In recent years, various biomasses (such as coconut, cotton, wheat straw, basswood, bamboo, etc.) have been utilized to prepare porous carbon materials (PCMs) through carbonization and/or physical/chemical activation. Most of these carbon materials are limited by the electric double-layer capacitance, resulting in a limited specific capacitance. Moreover, the preparation processes are often complicated and the carbon yield is low. Therefore, from the perspective of green and sustainable preparation of PCMs with high carbon yield and high performance, in this study, N-doped porous carbon electrodes were prepared by one-step activation carbonization method using camellia oleifera branches as raw material and NH 4 Cl as the activator.
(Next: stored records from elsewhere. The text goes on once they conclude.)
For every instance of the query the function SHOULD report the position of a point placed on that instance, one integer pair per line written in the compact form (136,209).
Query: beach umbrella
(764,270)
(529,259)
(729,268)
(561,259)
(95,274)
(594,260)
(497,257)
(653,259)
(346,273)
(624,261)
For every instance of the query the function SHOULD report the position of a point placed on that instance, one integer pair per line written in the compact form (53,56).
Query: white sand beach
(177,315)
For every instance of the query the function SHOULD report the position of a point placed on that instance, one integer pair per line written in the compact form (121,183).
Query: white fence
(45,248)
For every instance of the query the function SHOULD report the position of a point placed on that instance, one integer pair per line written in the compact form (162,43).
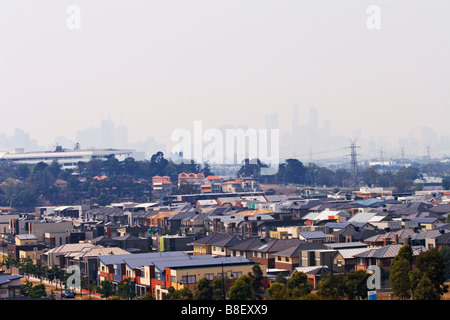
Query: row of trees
(26,186)
(426,281)
(294,171)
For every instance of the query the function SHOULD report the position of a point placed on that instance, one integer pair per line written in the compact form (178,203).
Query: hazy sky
(157,66)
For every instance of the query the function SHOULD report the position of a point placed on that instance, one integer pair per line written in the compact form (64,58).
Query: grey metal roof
(313,234)
(119,259)
(7,278)
(199,261)
(344,245)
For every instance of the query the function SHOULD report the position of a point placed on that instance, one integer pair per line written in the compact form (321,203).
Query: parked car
(67,294)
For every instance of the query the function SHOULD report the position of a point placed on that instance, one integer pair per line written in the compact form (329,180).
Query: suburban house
(384,255)
(10,286)
(162,186)
(344,259)
(26,246)
(312,236)
(155,273)
(216,244)
(314,273)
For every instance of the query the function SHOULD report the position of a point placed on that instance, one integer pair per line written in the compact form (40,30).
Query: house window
(209,276)
(188,279)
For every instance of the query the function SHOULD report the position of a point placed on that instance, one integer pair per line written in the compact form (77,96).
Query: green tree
(256,277)
(182,294)
(106,289)
(281,278)
(148,296)
(26,289)
(446,183)
(204,290)
(38,291)
(125,289)
(298,285)
(406,253)
(445,253)
(356,284)
(400,279)
(241,289)
(277,291)
(426,290)
(431,264)
(332,286)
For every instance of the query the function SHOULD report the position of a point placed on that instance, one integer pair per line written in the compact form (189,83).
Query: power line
(354,163)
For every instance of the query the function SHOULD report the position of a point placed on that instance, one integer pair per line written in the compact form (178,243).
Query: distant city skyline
(313,140)
(152,67)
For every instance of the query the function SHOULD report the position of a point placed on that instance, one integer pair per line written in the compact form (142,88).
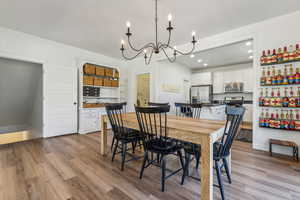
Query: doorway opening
(143,89)
(21,100)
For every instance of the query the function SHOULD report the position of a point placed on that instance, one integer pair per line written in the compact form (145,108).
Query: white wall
(23,46)
(161,73)
(19,82)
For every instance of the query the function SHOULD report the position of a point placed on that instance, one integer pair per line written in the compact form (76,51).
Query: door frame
(136,77)
(10,55)
(151,87)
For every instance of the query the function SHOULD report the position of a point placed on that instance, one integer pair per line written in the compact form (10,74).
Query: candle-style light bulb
(169,17)
(193,35)
(170,22)
(122,45)
(128,28)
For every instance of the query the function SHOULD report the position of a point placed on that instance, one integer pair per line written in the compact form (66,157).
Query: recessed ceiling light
(248,43)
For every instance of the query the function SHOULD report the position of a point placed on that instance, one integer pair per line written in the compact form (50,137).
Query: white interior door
(60,100)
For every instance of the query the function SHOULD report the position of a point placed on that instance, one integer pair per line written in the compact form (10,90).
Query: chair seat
(162,146)
(193,149)
(131,135)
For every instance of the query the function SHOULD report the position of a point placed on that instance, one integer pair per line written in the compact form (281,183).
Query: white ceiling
(99,25)
(221,56)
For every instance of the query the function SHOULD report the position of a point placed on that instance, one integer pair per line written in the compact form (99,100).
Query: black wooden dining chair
(157,104)
(222,148)
(183,109)
(122,134)
(124,104)
(153,123)
(191,149)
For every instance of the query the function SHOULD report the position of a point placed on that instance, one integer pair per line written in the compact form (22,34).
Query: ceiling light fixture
(156,47)
(248,43)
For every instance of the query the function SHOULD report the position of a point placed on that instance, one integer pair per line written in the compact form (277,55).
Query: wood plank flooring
(71,168)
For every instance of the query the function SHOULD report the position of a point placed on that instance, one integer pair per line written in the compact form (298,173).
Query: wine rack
(279,99)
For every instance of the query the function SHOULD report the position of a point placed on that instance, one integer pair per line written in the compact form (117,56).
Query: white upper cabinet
(202,78)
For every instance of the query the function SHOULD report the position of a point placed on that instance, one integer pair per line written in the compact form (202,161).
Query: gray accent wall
(20,93)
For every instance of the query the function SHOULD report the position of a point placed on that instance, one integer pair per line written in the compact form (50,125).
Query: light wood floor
(70,167)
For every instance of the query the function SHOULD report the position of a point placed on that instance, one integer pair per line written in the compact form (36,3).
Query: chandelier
(155,47)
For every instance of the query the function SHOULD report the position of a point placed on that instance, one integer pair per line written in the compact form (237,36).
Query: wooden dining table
(197,131)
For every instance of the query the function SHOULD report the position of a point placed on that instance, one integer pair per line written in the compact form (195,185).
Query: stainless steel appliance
(201,94)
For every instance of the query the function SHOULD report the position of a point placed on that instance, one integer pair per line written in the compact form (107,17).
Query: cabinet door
(218,82)
(89,121)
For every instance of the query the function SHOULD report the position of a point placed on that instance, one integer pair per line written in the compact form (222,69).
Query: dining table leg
(103,137)
(206,169)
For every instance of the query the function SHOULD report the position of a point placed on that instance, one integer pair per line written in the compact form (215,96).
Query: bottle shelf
(281,124)
(281,85)
(284,129)
(277,63)
(104,87)
(279,107)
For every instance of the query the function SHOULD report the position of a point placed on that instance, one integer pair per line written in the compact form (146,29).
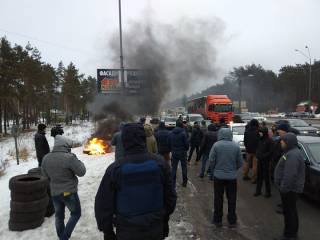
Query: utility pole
(240,94)
(121,50)
(310,71)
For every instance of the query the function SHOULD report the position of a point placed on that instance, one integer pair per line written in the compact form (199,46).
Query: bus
(213,107)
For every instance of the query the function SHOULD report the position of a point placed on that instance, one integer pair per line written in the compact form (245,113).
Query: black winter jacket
(251,139)
(264,149)
(162,137)
(207,142)
(142,227)
(196,137)
(178,140)
(41,145)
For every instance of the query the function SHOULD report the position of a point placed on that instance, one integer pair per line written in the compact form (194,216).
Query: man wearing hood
(41,143)
(289,177)
(195,141)
(251,140)
(225,158)
(178,143)
(162,137)
(210,137)
(62,168)
(138,192)
(117,142)
(264,154)
(151,140)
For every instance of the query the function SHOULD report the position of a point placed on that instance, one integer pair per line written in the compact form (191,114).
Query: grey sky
(265,32)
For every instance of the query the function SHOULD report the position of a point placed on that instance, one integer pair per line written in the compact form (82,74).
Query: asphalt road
(257,219)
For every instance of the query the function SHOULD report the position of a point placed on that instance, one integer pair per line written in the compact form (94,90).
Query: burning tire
(28,183)
(27,197)
(29,200)
(29,207)
(21,226)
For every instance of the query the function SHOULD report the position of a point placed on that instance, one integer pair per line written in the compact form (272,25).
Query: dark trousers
(230,186)
(290,213)
(176,157)
(263,174)
(192,148)
(73,204)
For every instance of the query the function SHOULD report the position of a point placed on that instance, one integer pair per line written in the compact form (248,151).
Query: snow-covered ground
(88,185)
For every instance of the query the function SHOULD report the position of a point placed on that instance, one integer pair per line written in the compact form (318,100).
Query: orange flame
(96,146)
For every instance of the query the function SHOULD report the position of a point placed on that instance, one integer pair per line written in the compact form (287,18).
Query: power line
(44,41)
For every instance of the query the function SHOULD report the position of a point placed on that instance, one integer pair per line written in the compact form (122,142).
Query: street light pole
(240,94)
(121,49)
(310,71)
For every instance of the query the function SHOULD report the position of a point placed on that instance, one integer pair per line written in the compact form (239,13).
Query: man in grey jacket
(62,168)
(225,158)
(289,177)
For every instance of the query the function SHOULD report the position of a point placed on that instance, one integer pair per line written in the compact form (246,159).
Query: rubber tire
(35,171)
(14,226)
(27,207)
(26,183)
(24,197)
(18,217)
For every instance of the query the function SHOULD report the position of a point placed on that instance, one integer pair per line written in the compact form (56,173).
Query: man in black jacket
(162,137)
(178,142)
(138,192)
(207,142)
(195,141)
(41,143)
(264,154)
(251,140)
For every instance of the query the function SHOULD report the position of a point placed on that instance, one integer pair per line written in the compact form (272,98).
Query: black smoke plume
(176,58)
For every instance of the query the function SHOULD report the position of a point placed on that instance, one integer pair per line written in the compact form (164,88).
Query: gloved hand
(110,236)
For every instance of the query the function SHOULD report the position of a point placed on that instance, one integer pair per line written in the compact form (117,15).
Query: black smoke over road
(176,58)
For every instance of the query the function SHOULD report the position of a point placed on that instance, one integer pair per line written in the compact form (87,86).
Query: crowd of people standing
(139,188)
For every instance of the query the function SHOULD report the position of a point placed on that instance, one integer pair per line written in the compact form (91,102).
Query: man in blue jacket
(138,192)
(178,142)
(225,158)
(289,177)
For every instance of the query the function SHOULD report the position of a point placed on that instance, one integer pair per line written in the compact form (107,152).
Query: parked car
(238,130)
(310,148)
(247,117)
(303,127)
(169,122)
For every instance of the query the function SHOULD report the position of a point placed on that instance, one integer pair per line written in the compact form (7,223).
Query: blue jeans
(176,157)
(204,160)
(72,202)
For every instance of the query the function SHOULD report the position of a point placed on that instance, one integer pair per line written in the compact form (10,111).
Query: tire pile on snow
(29,201)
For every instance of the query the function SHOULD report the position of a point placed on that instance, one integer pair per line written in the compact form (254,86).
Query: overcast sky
(264,32)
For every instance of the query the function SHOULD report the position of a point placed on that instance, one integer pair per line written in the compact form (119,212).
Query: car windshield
(238,130)
(297,123)
(170,119)
(220,108)
(195,118)
(315,151)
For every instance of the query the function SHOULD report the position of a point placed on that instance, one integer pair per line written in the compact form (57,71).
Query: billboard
(109,81)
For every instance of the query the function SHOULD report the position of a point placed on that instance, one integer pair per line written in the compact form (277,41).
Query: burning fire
(96,146)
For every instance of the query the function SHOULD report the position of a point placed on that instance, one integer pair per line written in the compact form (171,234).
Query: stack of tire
(29,201)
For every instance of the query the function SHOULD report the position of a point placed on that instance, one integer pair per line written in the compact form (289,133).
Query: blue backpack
(140,189)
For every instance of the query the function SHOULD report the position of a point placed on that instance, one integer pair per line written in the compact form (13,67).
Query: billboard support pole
(121,50)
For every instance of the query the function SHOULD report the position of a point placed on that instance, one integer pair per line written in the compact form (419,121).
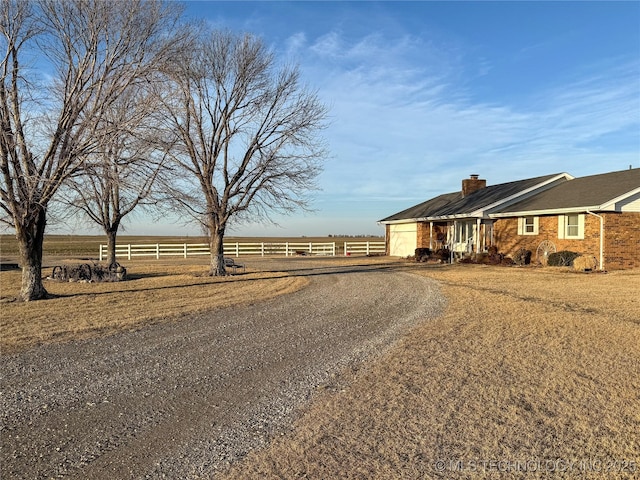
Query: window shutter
(581,226)
(561,225)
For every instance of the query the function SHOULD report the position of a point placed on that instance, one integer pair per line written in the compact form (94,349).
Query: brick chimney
(471,184)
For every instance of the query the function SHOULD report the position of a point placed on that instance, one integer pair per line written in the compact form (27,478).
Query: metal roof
(582,192)
(454,204)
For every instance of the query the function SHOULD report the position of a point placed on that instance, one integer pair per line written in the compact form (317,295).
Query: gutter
(601,237)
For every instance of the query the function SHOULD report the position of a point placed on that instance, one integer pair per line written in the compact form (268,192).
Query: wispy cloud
(403,126)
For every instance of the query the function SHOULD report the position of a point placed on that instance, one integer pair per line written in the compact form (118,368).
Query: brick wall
(423,234)
(622,240)
(621,247)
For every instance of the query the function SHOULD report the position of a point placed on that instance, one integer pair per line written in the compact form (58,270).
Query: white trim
(562,227)
(522,225)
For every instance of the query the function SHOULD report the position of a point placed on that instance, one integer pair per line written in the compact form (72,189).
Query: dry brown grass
(529,373)
(156,292)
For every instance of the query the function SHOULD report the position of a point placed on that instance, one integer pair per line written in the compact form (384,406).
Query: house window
(528,226)
(571,226)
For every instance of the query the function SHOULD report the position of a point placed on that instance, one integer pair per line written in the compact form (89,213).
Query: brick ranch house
(598,215)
The N-doped NCW-2 sample has a rational hierarchical porous structure and high N doping amount (3.35 at. %) and exhibited optimal rate performance with a specific capacitance of 250 F g −1 at 50 A g −1 . The symmetrical device also presented excellent performance with a capacitance retention of 93.7 % after cycling 30,000 times at 20 A g −1 and delivered superior rate performances of 22.3 W h kg −1 @100 W kg −1 to 11.8 W h kg −1 @4800 W kg −1 . This work may provide a certain reference for the preparation of N-doped biomass-derived PCMs and widen its practical application in supercapacitor devices. • The self-supporting N-doped porous carbon can be directly used without posttreatment. • The mechanism of doping and activation are preliminarily proposed. • The as-prepared material has a high nitrogen doping of 3.35 at. %. • Electrodes exhibited a high specific capacitance of 250 F g −1 even at 50 A g −1 . • The symmetrical device showed a capacitance retention of 93.7 % after 30,000 cycles.